ViT-B/16 (Timm) ViT_B/32 (Timm) Group L2 (Uniform) Group Taylor (Uniform) Group Taylor (Bottleneck) Group Hessian (Uniform)
#Params 86.57 M 88.22 M 22.05 M 22.05 M 24.83 M 22.05 M
MACs 17.59 G 4.41 G 4.61 G 4.61 G 4.62 G 4.61 G
Acc @ Epoch 300 85.21 80.68 78.11 80.19 80.06 80.15
Latency (Bs=1, A5000) 5.21 ms
+- 0.05 ms
3.87 ms
+- 0.05 ms
3.99 ms
+- 0.10 ms
3.99 ms
+- 0.10 ms
3.87 ms
+- 0.14 ms
3.99 ms
+- 0.10 ms
Checkpoints - - ckpt ckpt ckpt ckpt

Notes:

  • Uniform - We apply the same pruning ratio to all layers.
  • Bottleneck - We only prune the internal dimensions of Attention & FFN, leading to bottleneck structures.
  • Please adjust the learning rate accordingly if the batch size and number of GPUs are changed.

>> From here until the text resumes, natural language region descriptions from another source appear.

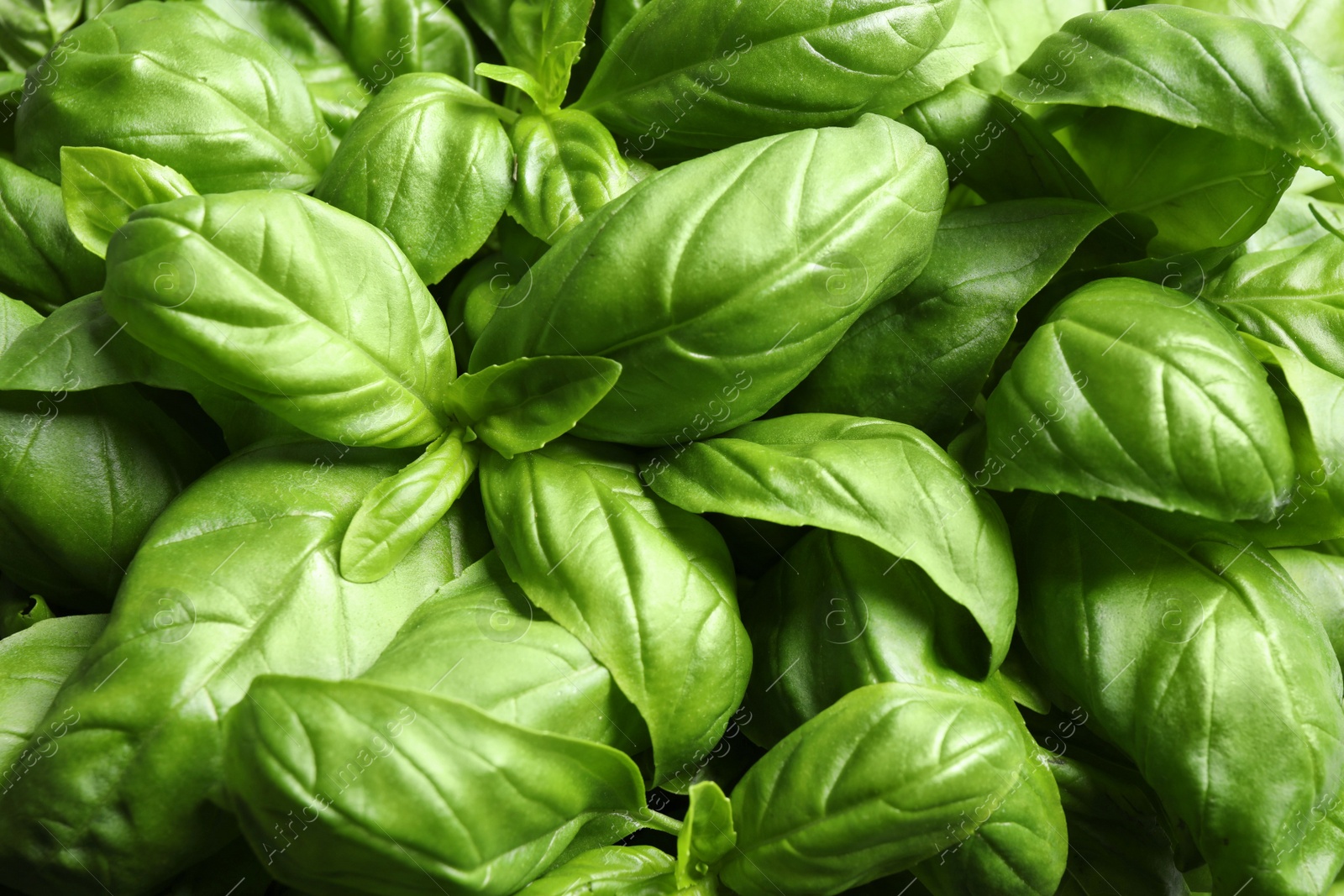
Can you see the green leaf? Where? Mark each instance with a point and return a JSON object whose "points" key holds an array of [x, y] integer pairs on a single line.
{"points": [[577, 531], [924, 356], [880, 481], [1320, 577], [707, 837], [1290, 297], [568, 168], [611, 871], [101, 187], [387, 38], [1233, 76], [523, 405], [401, 510], [20, 611], [45, 265], [237, 578], [996, 148], [1021, 26], [718, 82], [1168, 631], [480, 805], [890, 775], [1314, 406], [430, 164], [34, 665], [711, 307], [1317, 23], [347, 347], [481, 641], [340, 93], [1200, 187], [1139, 392], [538, 38], [30, 27], [128, 80]]}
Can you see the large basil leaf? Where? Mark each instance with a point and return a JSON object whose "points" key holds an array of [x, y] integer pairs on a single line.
{"points": [[1321, 580], [887, 777], [996, 148], [29, 29], [1117, 844], [176, 83], [40, 259], [1200, 187], [886, 483], [1167, 636], [481, 806], [611, 871], [387, 38], [568, 168], [347, 345], [101, 187], [452, 164], [539, 38], [1317, 23], [578, 532], [1139, 392], [292, 31], [1314, 407], [1196, 69], [712, 308], [481, 641], [85, 474], [239, 578], [34, 664], [924, 356], [1290, 297], [718, 82]]}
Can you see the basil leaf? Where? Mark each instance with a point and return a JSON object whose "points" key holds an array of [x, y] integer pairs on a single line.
{"points": [[101, 187], [483, 806], [1137, 392], [691, 284], [34, 665], [568, 168], [1320, 577], [1167, 627], [875, 783], [611, 871], [452, 164], [340, 94], [577, 531], [924, 356], [128, 80], [45, 264], [1200, 187], [480, 640], [387, 38], [719, 81], [707, 836], [237, 578], [1290, 297], [523, 405], [541, 38], [1194, 69], [401, 510], [208, 282], [880, 481]]}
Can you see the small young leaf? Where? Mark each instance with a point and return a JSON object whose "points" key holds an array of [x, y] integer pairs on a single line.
{"points": [[523, 405], [101, 187], [707, 835], [398, 512]]}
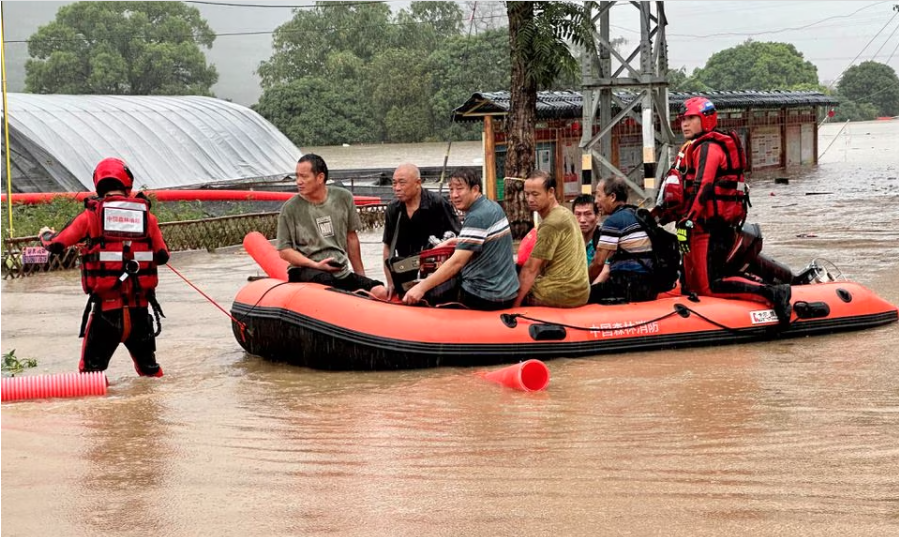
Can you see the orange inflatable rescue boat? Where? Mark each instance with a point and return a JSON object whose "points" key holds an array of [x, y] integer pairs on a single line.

Refer to this paper for more details about linear LR scaling with large mini-batch.

Which pruner should be used for ViT pruning?

In short, tp.importance.GroupTaylorImportance + tp.pruner.MetaPruner is a good choice for ViT pruning.

  • Prune a Vision Transformer (ImageNet-1K) from HF Transformers without fine-tuning.
  • Prune a Vision Transformer (ImageNet-21K-ft-1K) from timm without finetuning

Latency

  • Download our finetuned models
mkdir pretrained
cd pretrained
wget https://github.com/VainF/Torch-Pruning/releases/download/v1.2.5/vit_b_16_pruning_taylor_uniform.pth
wget https://github.com/VainF/Torch-Pruning/releases/download/v1.2.5/vit_b_16_pruning_taylor_bottleneck.pth
wget https://github.com/VainF/Torch-Pruning/releases/download/v1.2.5/vit_b_16_pruning_l2_uniform.pth
wget https://github.com/VainF/Torch-Pruning/releases/download/v1.2.5/vit_b_16_pruning_hessian_uniform.pth
  • Measure the latency of the pruned models
python measure_latency.py --model pretrained/vit_b_16_pruning_taylor_uniform.pth

Pruning attention heads

python prune_timm_vit.py --prune_num_heads --head_pruning_ratio 0.5 
...
Head #0
[Before Pruning] Num Heads: 12, Head Dim: 64 =>
[After Pruning] Num Heads: 6, Head Dim: 64

Head #1
[Before Pruning] Num Heads: 12, Head Dim: 64 =>
[After Pruning] Num Heads: 6, Head Dim: 64

Head #2
[Before Pruning] Num Heads: 12, Head Dim: 64 =>
[After Pruning] Num Heads: 6, Head Dim: 64

Head #3
[Before Pruning] Num Heads: 12, Head Dim: 64 =>
[After Pruning] Num Heads: 6, Head Dim: 64

Head #4
[Before Pruning] Num Heads: 12, Head Dim: 64 =>
[After Pruning] Num Heads: 6, Head Dim: 64

Head #5
[Before Pruning] Num Heads: 12, Head Dim: 64 =>
[After Pruning] Num Heads: 6, Head Dim: 64

Head #6
[Before Pruning] Num Heads: 12, Head Dim: 64 =>
[After Pruning] Num Heads: 6, Head Dim: 64

Head #7
[Before Pruning] Num Heads: 12, Head Dim: 64 =>
[After Pruning] Num Heads: 6, Head Dim: 64

Head #8
[Before Pruning] Num Heads: 12, Head Dim: 64 =>
[After Pruning] Num Heads: 6, Head Dim: 64

Head #9
[Before Pruning] Num Heads: 12, Head Dim: 64 =>
[After Pruning] Num Heads: 6, Head Dim: 64

Head #10
[Before Pruning] Num Heads: 12, Head Dim: 64 =>
[After Pruning] Num Heads: 6, Head Dim: 64

Head #11
[Before Pruning] Num Heads: 12, Head Dim: 64 =>
[After Pruning] Num Heads: 6, Head Dim: 64
...

Pruning ViT-ImageNet-1K from HF Transformers

Pruning

bash scripts/prune_hf_vit_b_16_taylor_uniform.sh  
...
----------------------------------------
Summary:
Base MACs: 16.85 G, Pruned MACs: 4.24 G
Base Params: 86.57 M, Pruned Params: 22.05 M
Base Loss: 0.9717, Pruned Loss: 7.0871
Base Accuracy: 0.7566, Pruned Accuracy: 0.0015
Saving the pruned model to output/pruned/hf_vit_base_patch16_224_pruned_taylor_uniform.pth...

Finetuning

bash scripts/finetune_hf_vit_b_16_taylor_uniform.sh

Pruning results for ImageNet-1K (HF Transformers):

ViT-B/16
(HF)
ViT-B/16
(Torchvision)
ViT_B/32
(Torchvision)
Group L1
(Uniform)
Group Taylor
(Uniform)
Group Taylor
(Bottleneck)
#Params 86.56 M 86.57 M 88.22 M 22.05 M 22.05 M 22.8 M
MACs 17.59 G 17.59 G 4.41 G 4.61 G 4.61 G 4.23 G
Acc @ Ep 300 75.66 81.068 75.91 79.20 79.61 79.11

Pruning Swin Transformers from HF Transformers

python prune_hf_swin.py
...
Base MACs: 4.350805 G, Pruned MACs: 1.438424 G
Base Params: 28.288354 M, Pruned Params: 9.462802 M

Pruning Bert from HF Transformers

python prune_hf_bert.py
...
Base MACs: 680.150784 M, Pruned MACs: 170.206464 M
Base Params: 109.482240 M, Pruned Params: 33.507840 M

Ackowledgement

The training code was adpated from Torchvision Reference.